Pear and Honeyed Goat Cheese Galette

As the editor-in-chief of Bake from Scratch magazine, Brian Hart Hoffman is always looking for ways to up his galette game. This season, he’s making our Pear and Honeyed Goat Cheese Galette on repeat! It’s filled with fanned Bosc pears and a mixture of honey and goat cheese—every bite is a harmony of fall flavors. The secret ingredient that’s necessary for success? It’s Président® butter in the rough puff crust. He always uses Président® butter in puff pastry because of the high fat content in their butter. It gives this crust an extra flaky texture and buttery flavor. Find the recipe linked in profile, and follow him at @brianharthoffman for more baking adventures!

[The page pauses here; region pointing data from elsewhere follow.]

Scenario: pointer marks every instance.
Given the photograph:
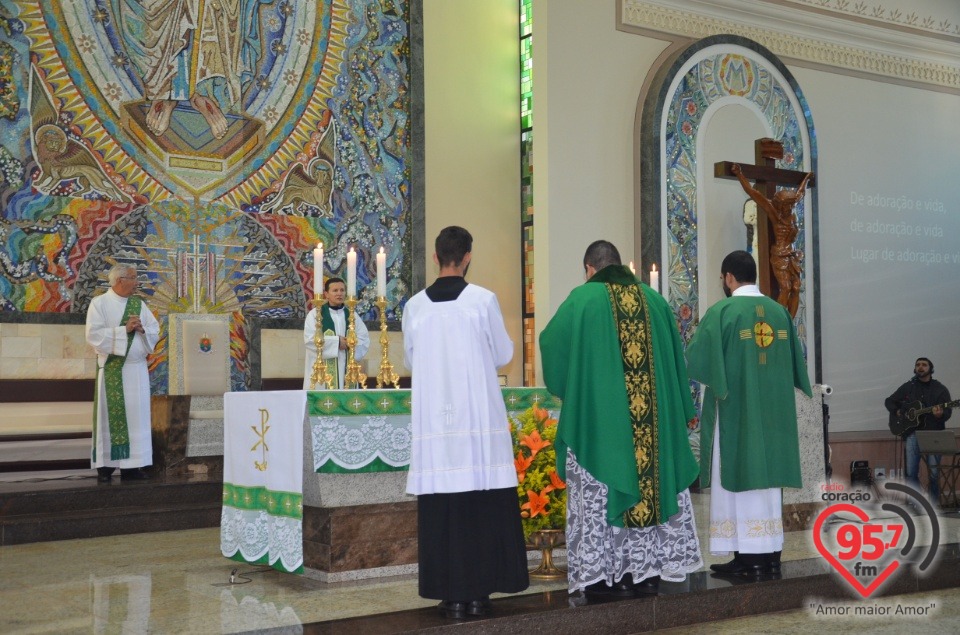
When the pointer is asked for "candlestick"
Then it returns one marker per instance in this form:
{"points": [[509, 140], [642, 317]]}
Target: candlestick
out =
{"points": [[352, 375], [352, 273], [321, 372], [386, 376], [318, 270], [381, 274]]}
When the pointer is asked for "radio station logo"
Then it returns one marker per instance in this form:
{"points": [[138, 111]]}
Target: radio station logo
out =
{"points": [[865, 552]]}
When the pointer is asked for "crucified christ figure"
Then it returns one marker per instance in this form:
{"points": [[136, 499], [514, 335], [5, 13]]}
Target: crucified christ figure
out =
{"points": [[784, 259]]}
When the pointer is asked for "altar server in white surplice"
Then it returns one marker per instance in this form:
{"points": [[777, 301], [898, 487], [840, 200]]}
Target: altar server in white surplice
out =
{"points": [[334, 322], [123, 332], [461, 467]]}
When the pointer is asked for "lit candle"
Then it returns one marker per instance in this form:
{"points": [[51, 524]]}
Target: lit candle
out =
{"points": [[381, 274], [318, 270], [352, 273]]}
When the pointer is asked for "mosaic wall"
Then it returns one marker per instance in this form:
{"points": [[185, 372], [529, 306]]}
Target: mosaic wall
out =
{"points": [[718, 76], [210, 144], [715, 77]]}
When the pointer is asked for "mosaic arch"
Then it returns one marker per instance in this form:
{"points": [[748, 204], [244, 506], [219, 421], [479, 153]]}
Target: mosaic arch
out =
{"points": [[275, 122], [695, 81]]}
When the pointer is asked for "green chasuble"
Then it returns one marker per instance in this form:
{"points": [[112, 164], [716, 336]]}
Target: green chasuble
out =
{"points": [[746, 352], [330, 330], [596, 351]]}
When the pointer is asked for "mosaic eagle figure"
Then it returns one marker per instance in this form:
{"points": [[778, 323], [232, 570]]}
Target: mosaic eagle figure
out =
{"points": [[310, 185], [62, 158]]}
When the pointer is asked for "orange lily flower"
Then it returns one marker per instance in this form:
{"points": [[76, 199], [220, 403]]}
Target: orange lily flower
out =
{"points": [[522, 464], [555, 481], [537, 503], [534, 442]]}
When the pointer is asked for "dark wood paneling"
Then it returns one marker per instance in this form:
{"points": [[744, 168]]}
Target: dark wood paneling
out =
{"points": [[33, 390]]}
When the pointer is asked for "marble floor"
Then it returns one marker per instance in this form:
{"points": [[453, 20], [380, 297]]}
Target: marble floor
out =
{"points": [[177, 582]]}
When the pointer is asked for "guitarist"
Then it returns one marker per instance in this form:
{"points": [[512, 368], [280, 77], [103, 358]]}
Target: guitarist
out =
{"points": [[927, 390]]}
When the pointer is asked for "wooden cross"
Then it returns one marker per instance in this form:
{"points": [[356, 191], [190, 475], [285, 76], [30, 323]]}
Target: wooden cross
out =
{"points": [[766, 177]]}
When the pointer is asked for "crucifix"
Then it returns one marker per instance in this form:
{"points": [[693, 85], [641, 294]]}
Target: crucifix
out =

Pear and Honeyed Goat Cheese Galette
Serves: 1 (10-inch) galette
  • 2 cups (250 grams) all-purpose flour
  • 1 teaspoon (3 grams) kosher salt
  • ¾ cup (170 grams) cold unsalted butter*, cubed
  • 4 ounces (115 grams) cold goat cheese
  • 1 tablespoon (15 grams) apple cider vinegar
  • 2 tablespoons (30 grams) ice water
  • Honeyed Goat Cheese Filling (recipe follows)
  • 3 slightly firm medium Bosc pears (537 grams)
  • 1 large egg (50 grams)
  • 1 tablespoon (15 grams) water
  • 1 tablespoon (12 grams) granulated sugar
  • Garnish: clover honey, fresh rosemary
  1. In the work bowl of a food processor, place flour and salt; pulse until combined. Add cold butter and cold goat cheese, and pulse until mixture is crumbly. Add vinegar, pulsing until combined. With processor running, add ice water, 1 tablespoon (15 grams) at a time, just until dough comes together. Turn out dough, and shape into a disk. Wrap tightly in plastic wrap, and refrigerate for at least 30 minutes.
  2. Preheat oven to 425°F (220°C). Line a baking sheet with parchment paper.
  3. On a lightly floured surface, roll dough into a 14-inch circle, about ¼ inch thick. Transfer to prepared pan. Spread Honeyed Goat Cheese Filling onto dough, leaving a 2-inch border.
  4. Cut pears in half vertically through stems. Scoop out core of each half. Place pears cut side down, and cut into thin slices, leaving about ½ inch intact below stem. Fan pears out, and place on top of filling, overlapping as needed. Fold edges of dough over pears.
  5. In a small bowl, whisk together egg and 1 tablespoon (15 grams) water. Brush egg wash onto dough, and sprinkle with sugar.
  6. Bake until crust is golden and bottom is browned, 25 to 35 minutes. Let cool on pan for 10 minutes. Garnish with honey and rosemary, if desired. Serve warm or at room temperature.
* We used Président.

Honeyed Goat Cheese Filling
Makes ¾ cup
  • 6 ounces (175 grams) goat cheese
  • 3 tablespoons (63 grams) clover honey
  • 1½ tablespoons (21 grams) firmly packed light brown sugar
  • ¼ teaspoon ground nutmeg
  1. In a medium bowl, whisk together goat cheese and honey until smooth. Whisk in brown sugar and nutmeg. Use immediately, or refrigerate until ready to use.